Les bleus à l’âme des bobos

C’est une histoire vraie. En 1995, Géraldine a 30 ans. Cette Française a un mari, Américain, qui exerce à Paris le même métier qu’elle : journaliste. Ils ont vécu en Afrique, continent sur lequel ils écrivent dans leurs journaux respectifs. Etant de gauche, ils aiment par principe la diversité culturelle, le mélange ethnique, social et religieux. En cette année 1995, ils décident de s’installer avec leur enfant – un deuxième naîtra trois ans plus tard – dans un quartier de Paris correspondant à leur idéal : entre Belleville et Ménilmontant, là où les derniers restes du Paris ouvrier et populaire cèdent la place à ceux qu’on appellera bientôt les « bobos », et à toutes sortes d’immigrés.

Avec une honnêteté certaine, Géraldine raconte les problèmes croissants que sa famille a dû affronter : voisinages difficiles, incompréhensions mutuelles, insécurité.
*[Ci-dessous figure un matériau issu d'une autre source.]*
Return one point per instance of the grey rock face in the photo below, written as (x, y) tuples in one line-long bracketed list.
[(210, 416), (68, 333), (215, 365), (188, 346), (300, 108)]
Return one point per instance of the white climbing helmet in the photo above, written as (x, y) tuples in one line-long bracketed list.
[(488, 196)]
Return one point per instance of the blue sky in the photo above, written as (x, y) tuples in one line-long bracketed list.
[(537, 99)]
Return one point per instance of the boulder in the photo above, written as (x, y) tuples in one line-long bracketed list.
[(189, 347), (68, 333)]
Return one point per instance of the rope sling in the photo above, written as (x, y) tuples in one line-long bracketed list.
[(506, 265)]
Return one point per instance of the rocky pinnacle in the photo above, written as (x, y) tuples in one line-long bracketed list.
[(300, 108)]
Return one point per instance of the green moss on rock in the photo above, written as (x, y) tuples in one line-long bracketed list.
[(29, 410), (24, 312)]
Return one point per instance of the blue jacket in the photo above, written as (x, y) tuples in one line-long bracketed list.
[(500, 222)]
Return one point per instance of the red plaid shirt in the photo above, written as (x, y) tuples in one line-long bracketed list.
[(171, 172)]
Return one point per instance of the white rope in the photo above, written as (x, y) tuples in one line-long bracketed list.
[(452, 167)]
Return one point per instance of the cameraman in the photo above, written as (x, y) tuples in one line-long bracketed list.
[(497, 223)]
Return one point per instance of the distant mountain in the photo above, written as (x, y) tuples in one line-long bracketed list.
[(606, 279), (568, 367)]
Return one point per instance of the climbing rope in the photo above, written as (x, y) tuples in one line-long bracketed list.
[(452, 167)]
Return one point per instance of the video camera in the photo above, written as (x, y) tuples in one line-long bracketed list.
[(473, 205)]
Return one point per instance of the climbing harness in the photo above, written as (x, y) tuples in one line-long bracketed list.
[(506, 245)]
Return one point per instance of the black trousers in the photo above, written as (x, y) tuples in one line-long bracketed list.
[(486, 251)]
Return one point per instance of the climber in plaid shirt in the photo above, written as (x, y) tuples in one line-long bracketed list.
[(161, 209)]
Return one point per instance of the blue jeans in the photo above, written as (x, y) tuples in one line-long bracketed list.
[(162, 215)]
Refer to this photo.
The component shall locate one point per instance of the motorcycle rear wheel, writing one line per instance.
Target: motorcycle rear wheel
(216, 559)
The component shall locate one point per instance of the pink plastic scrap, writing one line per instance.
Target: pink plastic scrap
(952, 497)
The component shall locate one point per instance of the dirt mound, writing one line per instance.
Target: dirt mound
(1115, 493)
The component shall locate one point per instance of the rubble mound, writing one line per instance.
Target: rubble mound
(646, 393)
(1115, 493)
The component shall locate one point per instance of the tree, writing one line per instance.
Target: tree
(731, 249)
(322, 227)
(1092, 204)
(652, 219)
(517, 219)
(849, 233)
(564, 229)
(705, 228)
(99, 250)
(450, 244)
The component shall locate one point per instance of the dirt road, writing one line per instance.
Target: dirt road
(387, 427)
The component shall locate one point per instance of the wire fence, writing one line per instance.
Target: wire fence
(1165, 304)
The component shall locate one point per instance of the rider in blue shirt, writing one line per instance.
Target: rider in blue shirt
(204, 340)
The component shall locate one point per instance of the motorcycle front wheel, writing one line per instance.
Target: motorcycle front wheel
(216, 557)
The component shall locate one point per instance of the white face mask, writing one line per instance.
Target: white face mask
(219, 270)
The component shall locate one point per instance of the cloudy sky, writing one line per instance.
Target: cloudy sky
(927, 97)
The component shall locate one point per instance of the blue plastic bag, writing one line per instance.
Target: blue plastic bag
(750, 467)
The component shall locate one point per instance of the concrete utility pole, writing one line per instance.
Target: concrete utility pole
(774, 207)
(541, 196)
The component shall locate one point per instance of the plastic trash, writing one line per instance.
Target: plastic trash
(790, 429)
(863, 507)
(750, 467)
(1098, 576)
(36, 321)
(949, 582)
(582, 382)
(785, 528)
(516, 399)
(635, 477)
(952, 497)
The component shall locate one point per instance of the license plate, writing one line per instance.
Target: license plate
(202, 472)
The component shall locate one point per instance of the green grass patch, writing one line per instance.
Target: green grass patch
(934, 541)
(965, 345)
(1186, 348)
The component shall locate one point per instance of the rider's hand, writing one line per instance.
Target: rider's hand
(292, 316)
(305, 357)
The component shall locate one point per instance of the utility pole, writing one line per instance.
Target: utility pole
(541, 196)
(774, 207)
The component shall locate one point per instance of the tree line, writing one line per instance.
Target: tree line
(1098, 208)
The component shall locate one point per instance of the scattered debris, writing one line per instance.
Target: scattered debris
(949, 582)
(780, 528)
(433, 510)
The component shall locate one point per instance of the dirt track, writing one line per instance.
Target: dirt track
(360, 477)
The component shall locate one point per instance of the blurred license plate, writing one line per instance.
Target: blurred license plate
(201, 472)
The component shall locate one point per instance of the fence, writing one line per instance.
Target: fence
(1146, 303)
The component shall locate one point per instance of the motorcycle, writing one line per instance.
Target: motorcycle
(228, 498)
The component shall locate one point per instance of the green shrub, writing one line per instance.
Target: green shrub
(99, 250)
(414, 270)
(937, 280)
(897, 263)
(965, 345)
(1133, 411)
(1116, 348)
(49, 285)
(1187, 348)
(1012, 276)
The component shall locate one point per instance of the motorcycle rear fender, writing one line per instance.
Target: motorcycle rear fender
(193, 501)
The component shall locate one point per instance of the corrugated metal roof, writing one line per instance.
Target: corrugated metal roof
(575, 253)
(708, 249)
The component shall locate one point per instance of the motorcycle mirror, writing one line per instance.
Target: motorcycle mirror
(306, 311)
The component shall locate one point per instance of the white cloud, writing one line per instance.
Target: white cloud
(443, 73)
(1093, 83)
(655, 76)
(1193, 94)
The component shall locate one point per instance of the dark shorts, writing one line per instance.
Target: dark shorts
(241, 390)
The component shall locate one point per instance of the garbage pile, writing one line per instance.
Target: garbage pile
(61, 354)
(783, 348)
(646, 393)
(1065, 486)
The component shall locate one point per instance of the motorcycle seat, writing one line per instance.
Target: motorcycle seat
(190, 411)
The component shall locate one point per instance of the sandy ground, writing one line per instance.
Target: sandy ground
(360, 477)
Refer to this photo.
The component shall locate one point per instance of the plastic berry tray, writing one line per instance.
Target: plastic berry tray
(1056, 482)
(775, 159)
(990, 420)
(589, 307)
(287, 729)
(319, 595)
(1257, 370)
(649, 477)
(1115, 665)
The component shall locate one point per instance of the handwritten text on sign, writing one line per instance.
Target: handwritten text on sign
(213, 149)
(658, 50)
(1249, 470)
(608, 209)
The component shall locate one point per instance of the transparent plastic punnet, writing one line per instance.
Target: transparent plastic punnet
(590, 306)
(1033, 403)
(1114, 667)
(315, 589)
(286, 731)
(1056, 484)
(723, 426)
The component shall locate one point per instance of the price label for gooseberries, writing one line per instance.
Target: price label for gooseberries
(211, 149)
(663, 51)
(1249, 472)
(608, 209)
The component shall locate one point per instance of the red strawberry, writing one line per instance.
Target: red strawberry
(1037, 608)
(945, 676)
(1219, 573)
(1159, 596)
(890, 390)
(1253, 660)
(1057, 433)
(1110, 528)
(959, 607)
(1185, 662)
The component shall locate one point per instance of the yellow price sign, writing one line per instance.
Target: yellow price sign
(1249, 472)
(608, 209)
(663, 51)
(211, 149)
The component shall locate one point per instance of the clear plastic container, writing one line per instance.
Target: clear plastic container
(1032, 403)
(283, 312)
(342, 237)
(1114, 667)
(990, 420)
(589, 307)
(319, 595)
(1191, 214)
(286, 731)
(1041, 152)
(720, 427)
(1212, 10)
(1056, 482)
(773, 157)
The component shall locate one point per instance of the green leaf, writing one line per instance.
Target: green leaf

Pour ces athées de culture laïque, la première transgression a consisté à inscrire leurs enfants dans l’école catholique du coin, en observant, sans savoir s’ils doivent s’en réjouir ou le déplorer, que c’est une école « où le catholicisme rase les murs ». Parallèlement ils ont assisté, autour de la mosquée Omar, rue Jean-Pierre Timbaud, à la progression de l’islamisme radical. Dans ces rues du 11e arrondissement de Paris, au début des années 2000, les femmes européennes, l’été, n’osaient déjà plus se montrer les bras nus pour ne pas se faire insulter. Peu à peu, la prétendue mixité sociale et culturelle a fait place à une juxtaposition des communautés qui se croisent mais ne se parlent plus.

En 2007, Géraldine et son mari sont partis pour les Etats-Unis, pour des raisons professionnelles, mais aussi, avoue-t-elle, parce que « nous étions au bout de notre rêve d’une France où l’origine n’aurait pas d’importance ». Ce sont les attentats de 2015 qui l’ont incitée à raconter son expérience.

   « Je me suis trompée », écrit-elle. Géraldine a 50 ans. Elle est toujours de gauche, mais ne croit plus au multiculturalisme et au droit à la différence affirmé comme un absolu. Son témoignage est poignant. S’il nous montre au-devant de quels drames nous allons, il ne contient pas vraiment de solution. Sinon, en creux, que la citoyenneté française est à réinventer. Cela, nous le savions depuis longtemps, mais lire ce constat sous une plume bobo prouve que le choc du réel ouvre tous les possibles.

 

Jean Sévillia

 

Géraldine Smith, Rue Jean-Pierre Timbaud. Une vie de famille entre barbus et bobos, Stock, 192 pages, 18,50 €.